Davy is latest forecaster to lower Irish growth expectations

Davy Stockbrokers is the latest forecaster to lower its expectations for Irish economic growth this year.

Despite broadly remaining positive, Davy has lowered its GDP growth forecasts from 5.6% to 5% for 2019.

It expects the economy to grow by 4.1% next year, with Brexit uncertainty remaining the chief threat.

"We still expect that the UK will remain inside the EU single market in 2019 and 2020, most likely through a long Article-50 extension or eventually through the withdrawal agreement being passed," said Davy's chief economist Conall Mac Coille.
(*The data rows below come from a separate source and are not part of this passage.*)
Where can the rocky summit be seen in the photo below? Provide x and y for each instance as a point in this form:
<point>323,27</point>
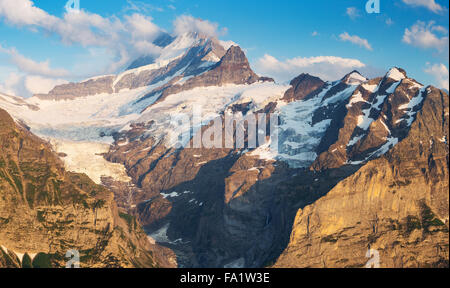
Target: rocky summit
<point>360,167</point>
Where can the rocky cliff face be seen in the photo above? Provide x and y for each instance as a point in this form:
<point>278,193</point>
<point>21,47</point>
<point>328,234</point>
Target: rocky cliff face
<point>46,211</point>
<point>397,204</point>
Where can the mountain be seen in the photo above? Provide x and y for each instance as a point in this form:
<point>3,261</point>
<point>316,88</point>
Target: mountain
<point>397,204</point>
<point>237,207</point>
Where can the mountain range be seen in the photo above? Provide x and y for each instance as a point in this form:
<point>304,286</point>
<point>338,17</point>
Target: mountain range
<point>360,164</point>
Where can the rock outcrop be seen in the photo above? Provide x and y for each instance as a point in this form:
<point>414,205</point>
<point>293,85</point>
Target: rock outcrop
<point>397,204</point>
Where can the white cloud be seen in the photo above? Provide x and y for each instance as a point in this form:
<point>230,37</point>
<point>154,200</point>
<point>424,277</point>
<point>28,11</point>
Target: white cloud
<point>356,40</point>
<point>421,35</point>
<point>326,67</point>
<point>186,23</point>
<point>429,4</point>
<point>440,74</point>
<point>352,12</point>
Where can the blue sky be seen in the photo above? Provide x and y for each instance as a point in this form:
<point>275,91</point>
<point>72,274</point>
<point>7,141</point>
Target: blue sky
<point>281,38</point>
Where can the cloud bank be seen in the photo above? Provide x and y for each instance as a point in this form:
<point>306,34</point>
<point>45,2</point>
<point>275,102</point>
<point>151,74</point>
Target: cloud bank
<point>328,68</point>
<point>356,40</point>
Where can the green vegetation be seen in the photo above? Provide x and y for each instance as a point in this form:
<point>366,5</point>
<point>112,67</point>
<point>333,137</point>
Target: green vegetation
<point>40,216</point>
<point>30,194</point>
<point>329,239</point>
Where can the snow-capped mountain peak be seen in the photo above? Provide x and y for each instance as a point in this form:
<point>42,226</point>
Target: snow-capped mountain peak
<point>354,78</point>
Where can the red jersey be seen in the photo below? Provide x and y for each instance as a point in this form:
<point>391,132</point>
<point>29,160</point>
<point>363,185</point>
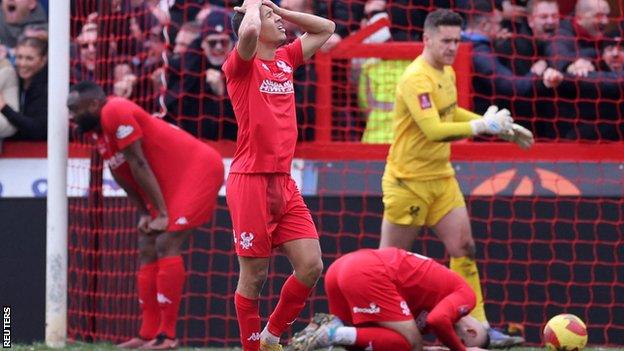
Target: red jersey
<point>263,97</point>
<point>188,171</point>
<point>399,284</point>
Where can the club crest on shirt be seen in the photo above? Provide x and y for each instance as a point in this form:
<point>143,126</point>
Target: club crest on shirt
<point>123,131</point>
<point>283,66</point>
<point>272,87</point>
<point>463,310</point>
<point>425,101</point>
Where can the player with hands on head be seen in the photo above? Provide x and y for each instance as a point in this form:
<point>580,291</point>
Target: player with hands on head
<point>267,209</point>
<point>385,299</point>
<point>172,179</point>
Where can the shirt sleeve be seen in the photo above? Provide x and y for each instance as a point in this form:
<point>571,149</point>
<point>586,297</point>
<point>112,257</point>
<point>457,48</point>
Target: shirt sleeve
<point>119,124</point>
<point>463,115</point>
<point>235,67</point>
<point>294,51</point>
<point>447,312</point>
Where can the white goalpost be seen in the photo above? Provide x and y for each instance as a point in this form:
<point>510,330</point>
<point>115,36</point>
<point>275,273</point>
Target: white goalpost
<point>56,226</point>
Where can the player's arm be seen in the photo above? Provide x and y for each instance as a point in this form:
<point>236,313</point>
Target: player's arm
<point>145,178</point>
<point>137,201</point>
<point>463,115</point>
<point>317,29</point>
<point>442,317</point>
<point>249,30</point>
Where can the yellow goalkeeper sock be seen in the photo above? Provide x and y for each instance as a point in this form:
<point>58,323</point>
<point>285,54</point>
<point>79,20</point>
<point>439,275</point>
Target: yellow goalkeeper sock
<point>467,268</point>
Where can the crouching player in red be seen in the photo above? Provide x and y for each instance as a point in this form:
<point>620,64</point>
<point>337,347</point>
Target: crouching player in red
<point>172,178</point>
<point>267,209</point>
<point>384,299</point>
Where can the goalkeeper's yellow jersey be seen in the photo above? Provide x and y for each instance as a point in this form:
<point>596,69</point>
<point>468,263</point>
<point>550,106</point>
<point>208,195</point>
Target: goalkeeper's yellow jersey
<point>426,98</point>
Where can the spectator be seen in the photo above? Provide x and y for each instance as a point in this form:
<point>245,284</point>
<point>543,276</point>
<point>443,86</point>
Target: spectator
<point>84,68</point>
<point>197,100</point>
<point>9,90</point>
<point>495,83</point>
<point>31,61</point>
<point>15,15</point>
<point>304,76</point>
<point>187,34</point>
<point>577,47</point>
<point>526,52</point>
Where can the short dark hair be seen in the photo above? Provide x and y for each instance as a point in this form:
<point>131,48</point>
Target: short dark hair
<point>531,4</point>
<point>40,44</point>
<point>237,19</point>
<point>442,17</point>
<point>88,89</point>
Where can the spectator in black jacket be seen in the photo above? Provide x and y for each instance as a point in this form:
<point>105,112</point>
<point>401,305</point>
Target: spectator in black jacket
<point>577,48</point>
<point>196,98</point>
<point>495,83</point>
<point>32,69</point>
<point>526,51</point>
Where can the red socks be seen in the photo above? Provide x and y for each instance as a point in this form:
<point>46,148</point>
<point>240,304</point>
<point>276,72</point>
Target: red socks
<point>292,299</point>
<point>170,282</point>
<point>248,315</point>
<point>377,338</point>
<point>146,282</point>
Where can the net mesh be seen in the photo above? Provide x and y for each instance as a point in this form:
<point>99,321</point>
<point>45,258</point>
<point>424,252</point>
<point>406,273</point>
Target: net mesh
<point>548,228</point>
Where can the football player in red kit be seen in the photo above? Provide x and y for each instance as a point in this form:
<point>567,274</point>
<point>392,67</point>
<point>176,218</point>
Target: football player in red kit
<point>384,299</point>
<point>173,180</point>
<point>266,207</point>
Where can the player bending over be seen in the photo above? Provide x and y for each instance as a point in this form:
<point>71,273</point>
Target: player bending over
<point>419,185</point>
<point>173,180</point>
<point>385,299</point>
<point>266,207</point>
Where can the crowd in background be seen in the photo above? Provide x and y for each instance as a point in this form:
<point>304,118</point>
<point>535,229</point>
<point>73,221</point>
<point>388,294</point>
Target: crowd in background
<point>558,66</point>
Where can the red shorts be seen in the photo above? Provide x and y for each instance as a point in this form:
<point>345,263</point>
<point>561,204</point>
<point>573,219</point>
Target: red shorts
<point>267,210</point>
<point>192,201</point>
<point>360,291</point>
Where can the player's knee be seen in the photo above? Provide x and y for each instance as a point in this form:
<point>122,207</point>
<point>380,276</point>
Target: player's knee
<point>310,272</point>
<point>147,251</point>
<point>252,278</point>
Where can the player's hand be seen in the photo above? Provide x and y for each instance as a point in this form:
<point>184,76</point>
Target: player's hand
<point>519,135</point>
<point>158,224</point>
<point>273,6</point>
<point>143,225</point>
<point>243,8</point>
<point>494,121</point>
<point>214,78</point>
<point>552,78</point>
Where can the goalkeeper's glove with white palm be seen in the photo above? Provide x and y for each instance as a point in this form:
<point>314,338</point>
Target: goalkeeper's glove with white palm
<point>518,135</point>
<point>494,121</point>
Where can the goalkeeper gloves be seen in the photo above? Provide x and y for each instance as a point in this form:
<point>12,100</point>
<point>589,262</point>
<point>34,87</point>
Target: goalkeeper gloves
<point>518,135</point>
<point>494,121</point>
"A hard Brexit would be highly damaging to both the UK and Ireland but remains unlikely. Indeed, once the threat of no-deal is removed, sentiment indicators could rebound," he said.

With its 5% growth projection, Davy remains the most buoyant commentator on the Irish economy's outlook for this year.

The Government's most recent assessment was for 4.2% growth, while economic think-tank the Economic and Social Research Institute (ESRI) recently lowered its 2019 GDP growth forecast from 4.2% to 3.8%.

The OECD, IMF and European Commission all expect the Irish economy to grow by around 4% this year.

Last week, the Central Bank marginally lowered its 2019 outlook to 4.2%.

"The big picture is that the economic performance remains strong despite what may be the peak of Brexit uncertainty. Exports are likely to prove resilient to weaker global demand, concentrated in defensive sectors such as pharmaceuticals and agri-food and with foreign direct investment remaining strong," said Mr Mac Coille.

"Our forecast is for consumer spending to grow by 3.1% in 2019 and 2020, public spending by 5% and 4% respectively and investment by 6.6% and 5.4%. Exports are projected to expand by 6% this year and 5.6% in 2020," he said.

"Global demand may be weaker, but the export sector is highly defensive - concentrated in agri-food, pharmaceuticals and information and communications technology [ICT] services," he said.

Davy also said it expects a 20% rise in the number of new houses built, this year, to 21,800; house prices to rise by 4% and the mortgage market to grow from €8.7bn to €9.8bn.

Last week, the Central Bank said Irish bank lending levels and access to credit for consumers and SMEs shouldn't be adversely affected even in a worst-case Brexit scenario.